The Wednesday before my schedule Saturday morning departure, my aunt called me. She called for two reasons, one to provide a quick heads-up (something we often do for one another) and to ask a BIG favour.

The heads-up – my mother was going to be there for the weekend as well.

The BIG favour – She wanted me to drive her back to the airport since it is located in the city in which I reside.

To say that I was unhappy with both pieces of information is more than a wee bit of an understatement. I haven’t gone into too much detail about my mother and my lack of relationship with her but I knew it couldn’t be fully avoided.

Ok. My mother is a child hiding in a 50 something body. She is a whinny, easily influenced, victim. There is always – A- L-W-A-Y-S – drama in her life. Yet amazingly it is never her fault. At the best of times I want to scream at her.
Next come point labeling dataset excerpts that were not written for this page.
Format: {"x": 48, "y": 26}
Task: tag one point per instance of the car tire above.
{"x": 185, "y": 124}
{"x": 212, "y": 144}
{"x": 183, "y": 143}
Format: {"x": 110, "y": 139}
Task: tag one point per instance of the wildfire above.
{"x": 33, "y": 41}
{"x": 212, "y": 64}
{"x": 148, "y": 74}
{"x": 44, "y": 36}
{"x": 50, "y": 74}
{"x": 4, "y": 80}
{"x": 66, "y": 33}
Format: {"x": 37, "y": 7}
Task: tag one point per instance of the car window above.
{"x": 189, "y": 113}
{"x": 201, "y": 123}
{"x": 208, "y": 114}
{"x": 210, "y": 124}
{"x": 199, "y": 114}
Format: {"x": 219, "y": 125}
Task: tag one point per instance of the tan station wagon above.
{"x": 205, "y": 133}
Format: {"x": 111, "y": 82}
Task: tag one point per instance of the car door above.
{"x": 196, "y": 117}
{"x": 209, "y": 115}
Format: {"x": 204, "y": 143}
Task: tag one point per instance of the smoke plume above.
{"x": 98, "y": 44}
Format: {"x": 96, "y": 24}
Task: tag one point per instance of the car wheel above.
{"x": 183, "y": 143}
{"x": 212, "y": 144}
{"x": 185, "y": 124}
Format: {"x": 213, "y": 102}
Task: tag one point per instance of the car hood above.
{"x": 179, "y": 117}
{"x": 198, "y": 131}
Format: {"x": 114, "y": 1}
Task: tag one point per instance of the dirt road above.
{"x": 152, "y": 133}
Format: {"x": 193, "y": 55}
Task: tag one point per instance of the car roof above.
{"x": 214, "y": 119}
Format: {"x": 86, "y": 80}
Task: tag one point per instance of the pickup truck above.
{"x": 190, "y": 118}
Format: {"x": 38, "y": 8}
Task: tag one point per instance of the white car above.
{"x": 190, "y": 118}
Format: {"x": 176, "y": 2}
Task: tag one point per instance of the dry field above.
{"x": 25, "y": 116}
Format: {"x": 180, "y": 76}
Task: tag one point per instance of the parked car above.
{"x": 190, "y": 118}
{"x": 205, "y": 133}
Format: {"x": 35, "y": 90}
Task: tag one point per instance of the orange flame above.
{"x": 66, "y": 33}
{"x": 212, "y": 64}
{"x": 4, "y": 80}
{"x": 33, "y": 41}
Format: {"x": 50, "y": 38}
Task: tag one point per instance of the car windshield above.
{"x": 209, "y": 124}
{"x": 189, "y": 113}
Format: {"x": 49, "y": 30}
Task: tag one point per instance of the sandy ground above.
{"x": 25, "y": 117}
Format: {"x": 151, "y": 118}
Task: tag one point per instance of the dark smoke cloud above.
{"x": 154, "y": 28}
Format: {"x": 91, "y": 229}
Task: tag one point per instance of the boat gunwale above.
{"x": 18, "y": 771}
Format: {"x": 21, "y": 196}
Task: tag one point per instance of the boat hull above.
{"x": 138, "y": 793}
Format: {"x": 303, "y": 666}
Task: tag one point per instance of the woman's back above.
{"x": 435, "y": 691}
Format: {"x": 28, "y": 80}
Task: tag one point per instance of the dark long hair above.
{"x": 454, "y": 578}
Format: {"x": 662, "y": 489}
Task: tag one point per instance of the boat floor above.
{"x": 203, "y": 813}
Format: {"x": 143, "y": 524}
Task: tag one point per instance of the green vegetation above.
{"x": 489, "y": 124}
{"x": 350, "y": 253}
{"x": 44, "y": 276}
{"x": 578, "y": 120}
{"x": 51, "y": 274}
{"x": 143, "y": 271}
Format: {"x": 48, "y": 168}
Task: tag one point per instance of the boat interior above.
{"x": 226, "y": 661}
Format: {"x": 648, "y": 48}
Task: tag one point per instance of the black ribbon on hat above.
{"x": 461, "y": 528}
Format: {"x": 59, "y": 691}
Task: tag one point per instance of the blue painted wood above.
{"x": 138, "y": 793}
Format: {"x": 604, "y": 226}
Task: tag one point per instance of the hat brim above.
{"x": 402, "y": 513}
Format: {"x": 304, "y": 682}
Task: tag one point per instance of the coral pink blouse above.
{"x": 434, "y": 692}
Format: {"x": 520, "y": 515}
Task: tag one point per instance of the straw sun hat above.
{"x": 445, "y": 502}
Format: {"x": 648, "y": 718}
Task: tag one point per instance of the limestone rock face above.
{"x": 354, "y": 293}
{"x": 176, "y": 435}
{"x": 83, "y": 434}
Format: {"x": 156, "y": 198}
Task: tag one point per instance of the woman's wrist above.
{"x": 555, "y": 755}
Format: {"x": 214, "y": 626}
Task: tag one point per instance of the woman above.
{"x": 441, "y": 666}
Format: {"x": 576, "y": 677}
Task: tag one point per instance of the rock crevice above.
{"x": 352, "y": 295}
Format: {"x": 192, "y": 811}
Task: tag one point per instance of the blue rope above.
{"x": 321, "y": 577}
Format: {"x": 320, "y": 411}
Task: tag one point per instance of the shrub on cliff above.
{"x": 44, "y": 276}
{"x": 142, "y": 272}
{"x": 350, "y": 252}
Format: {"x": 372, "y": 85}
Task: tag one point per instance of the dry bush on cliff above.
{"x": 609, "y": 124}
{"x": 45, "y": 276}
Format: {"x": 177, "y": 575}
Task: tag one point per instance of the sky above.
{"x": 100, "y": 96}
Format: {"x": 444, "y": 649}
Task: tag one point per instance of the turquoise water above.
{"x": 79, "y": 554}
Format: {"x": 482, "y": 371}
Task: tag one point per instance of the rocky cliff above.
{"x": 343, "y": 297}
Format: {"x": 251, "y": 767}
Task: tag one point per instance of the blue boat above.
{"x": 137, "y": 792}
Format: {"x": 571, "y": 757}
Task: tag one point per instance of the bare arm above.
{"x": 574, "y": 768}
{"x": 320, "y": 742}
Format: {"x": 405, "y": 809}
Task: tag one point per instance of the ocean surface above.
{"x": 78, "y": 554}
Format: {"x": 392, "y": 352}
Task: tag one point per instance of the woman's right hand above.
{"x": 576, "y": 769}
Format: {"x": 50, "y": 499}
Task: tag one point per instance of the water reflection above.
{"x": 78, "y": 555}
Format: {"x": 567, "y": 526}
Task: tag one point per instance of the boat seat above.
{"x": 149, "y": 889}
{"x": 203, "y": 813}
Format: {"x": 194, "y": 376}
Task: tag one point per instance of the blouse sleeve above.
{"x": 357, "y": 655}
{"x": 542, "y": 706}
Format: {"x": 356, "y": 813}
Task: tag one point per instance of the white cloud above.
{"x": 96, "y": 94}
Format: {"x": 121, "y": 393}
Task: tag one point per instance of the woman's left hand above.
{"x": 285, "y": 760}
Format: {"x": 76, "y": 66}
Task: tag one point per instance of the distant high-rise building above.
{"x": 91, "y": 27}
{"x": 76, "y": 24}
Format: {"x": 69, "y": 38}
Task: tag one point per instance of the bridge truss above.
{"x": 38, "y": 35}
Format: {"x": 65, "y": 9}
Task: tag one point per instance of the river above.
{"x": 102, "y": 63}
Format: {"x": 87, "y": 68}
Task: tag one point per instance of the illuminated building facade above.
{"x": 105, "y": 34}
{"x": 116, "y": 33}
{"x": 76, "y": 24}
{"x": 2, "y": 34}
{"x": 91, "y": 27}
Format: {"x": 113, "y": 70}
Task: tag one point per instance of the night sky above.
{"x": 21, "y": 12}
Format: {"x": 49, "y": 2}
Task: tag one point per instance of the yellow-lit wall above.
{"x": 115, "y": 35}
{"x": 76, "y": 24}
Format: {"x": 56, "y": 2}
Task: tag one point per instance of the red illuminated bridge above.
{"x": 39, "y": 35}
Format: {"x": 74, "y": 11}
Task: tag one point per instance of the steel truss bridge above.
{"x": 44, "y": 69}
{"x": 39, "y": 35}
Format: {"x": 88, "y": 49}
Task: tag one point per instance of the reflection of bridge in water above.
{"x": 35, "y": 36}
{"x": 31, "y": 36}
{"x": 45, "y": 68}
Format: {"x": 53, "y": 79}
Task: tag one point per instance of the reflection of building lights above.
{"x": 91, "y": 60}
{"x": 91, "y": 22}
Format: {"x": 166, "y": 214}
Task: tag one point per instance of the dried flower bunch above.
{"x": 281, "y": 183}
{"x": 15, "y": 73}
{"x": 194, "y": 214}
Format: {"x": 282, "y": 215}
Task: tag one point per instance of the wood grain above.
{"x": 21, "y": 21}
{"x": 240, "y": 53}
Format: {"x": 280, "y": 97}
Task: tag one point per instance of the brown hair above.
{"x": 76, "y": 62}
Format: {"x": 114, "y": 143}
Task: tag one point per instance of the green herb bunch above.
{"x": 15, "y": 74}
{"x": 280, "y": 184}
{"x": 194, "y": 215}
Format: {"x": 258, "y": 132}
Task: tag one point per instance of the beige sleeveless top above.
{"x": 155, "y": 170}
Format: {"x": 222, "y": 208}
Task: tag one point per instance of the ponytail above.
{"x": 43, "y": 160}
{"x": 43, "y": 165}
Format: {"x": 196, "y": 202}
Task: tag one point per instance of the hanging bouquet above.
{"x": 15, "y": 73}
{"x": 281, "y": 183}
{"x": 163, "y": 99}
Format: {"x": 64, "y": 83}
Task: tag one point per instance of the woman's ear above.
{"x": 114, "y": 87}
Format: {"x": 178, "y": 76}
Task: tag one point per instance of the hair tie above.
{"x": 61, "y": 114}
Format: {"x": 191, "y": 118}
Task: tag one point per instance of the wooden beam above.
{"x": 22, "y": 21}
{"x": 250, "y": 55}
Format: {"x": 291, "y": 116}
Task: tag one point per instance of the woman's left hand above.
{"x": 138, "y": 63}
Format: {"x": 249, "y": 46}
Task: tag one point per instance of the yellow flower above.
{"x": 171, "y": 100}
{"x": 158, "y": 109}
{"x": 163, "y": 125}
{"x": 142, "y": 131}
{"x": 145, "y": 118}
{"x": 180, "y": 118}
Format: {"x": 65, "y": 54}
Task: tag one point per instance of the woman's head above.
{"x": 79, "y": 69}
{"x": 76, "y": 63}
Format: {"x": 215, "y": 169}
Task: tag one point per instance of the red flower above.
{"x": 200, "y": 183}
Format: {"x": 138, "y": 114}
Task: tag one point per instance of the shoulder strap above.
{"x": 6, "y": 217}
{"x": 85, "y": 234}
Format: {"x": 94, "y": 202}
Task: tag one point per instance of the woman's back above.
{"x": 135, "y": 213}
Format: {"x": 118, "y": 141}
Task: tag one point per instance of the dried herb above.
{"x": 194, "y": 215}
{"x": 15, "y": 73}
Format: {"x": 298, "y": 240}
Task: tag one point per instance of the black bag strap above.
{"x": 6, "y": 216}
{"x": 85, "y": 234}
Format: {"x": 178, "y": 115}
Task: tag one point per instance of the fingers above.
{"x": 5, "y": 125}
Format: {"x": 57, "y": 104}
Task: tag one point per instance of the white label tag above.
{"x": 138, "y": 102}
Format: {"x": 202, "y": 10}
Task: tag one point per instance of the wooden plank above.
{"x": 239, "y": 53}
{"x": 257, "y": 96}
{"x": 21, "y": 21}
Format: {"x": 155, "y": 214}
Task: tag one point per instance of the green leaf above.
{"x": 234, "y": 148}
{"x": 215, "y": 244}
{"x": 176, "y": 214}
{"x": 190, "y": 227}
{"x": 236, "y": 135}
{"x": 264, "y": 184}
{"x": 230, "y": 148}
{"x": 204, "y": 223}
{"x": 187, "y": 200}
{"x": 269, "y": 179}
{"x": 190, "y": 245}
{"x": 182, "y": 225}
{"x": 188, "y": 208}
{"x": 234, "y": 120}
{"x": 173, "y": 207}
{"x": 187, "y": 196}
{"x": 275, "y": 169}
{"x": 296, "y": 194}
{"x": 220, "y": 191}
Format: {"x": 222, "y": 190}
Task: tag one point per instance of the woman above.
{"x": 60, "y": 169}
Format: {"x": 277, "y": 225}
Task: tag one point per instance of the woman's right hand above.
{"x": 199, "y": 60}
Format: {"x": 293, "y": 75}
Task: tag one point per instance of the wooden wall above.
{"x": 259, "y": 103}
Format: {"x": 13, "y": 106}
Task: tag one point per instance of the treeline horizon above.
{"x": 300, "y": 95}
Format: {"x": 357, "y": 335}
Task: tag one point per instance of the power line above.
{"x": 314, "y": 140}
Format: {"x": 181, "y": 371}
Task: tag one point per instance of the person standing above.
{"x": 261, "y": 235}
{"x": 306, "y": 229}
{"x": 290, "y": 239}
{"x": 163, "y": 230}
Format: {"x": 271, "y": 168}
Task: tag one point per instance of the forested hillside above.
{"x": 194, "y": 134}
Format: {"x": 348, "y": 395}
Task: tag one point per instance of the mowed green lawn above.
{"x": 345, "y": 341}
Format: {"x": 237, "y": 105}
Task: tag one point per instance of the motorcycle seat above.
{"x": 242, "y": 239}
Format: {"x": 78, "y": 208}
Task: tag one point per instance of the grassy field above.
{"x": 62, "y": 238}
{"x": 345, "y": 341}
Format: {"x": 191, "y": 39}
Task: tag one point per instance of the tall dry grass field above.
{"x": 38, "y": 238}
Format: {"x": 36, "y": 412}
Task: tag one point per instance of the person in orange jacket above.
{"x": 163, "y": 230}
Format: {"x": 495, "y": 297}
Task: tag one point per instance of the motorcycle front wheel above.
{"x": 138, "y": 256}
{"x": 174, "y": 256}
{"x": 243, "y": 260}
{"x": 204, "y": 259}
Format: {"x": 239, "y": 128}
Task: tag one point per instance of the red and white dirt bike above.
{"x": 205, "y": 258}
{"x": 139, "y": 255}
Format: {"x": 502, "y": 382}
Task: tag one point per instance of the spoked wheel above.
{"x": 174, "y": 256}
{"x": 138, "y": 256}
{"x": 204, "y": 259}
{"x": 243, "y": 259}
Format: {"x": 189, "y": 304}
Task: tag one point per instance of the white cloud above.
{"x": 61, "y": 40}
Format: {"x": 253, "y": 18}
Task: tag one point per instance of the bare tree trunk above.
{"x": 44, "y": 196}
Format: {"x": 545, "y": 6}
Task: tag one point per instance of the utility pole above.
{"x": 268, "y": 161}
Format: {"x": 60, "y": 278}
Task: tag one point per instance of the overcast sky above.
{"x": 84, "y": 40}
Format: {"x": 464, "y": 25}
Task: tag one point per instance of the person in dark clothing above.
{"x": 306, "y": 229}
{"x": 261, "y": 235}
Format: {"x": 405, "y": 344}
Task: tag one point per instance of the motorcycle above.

At the worst of times, well, let’s just say none of it is good.

I hang up the phone on Wednesday night wondering if there is anything I can do to get out of this nightmare weekend. I quickly realize that it is beyond my control and I am just going to have to go and suck it up.

So I do. I go. Take one for the preverbal family team. At one point, I actually went for an extra run just to get away from them all for 40 minuets. Have I ever shared with you my distain for the running? Apparently it is not as much as my distain for my mother.

My hometown is approximately 250 km away from where I currently live. The way I drive it takes about two hours. Well on this particular return trip the traffic was heavy and it was raining cats and dogs. My usual two hour trip turned into a four hour drive from hell. By the third hour of capture, my mother's mere existence in the same space as mine with killing me and it was all I could do from not opening the passenger door and rolling her right on out!

Four hours and fifteen minuets later we reach the airport. That god the kiss and fly is crazy busy and I double park, pop the trunk and give her an awkward hug before jumping back in the car.

So is there a point to this story?

I’m not really sure. What I know is that I am a 30 year old woman who no relationship with either of her parents. I am sure that has shaped me in ways that I have yet to understand. I these two people and their lack of a role in my life have played a big part in shaping who I am today – both the good and the bad.

My need for control, my lack of acceptance for anyone who I perceive as weak, even my in ability to committee to furniture, I am sure it all has something to do with them. On the flip side, it has made me strong, independent, and secure in my ability to take care of myself. I know that beyond a show of a doubt that I can take care of myself, I’ve been doing it for as long as I can remember.

Some day, I just hope I can let someone else take care of me.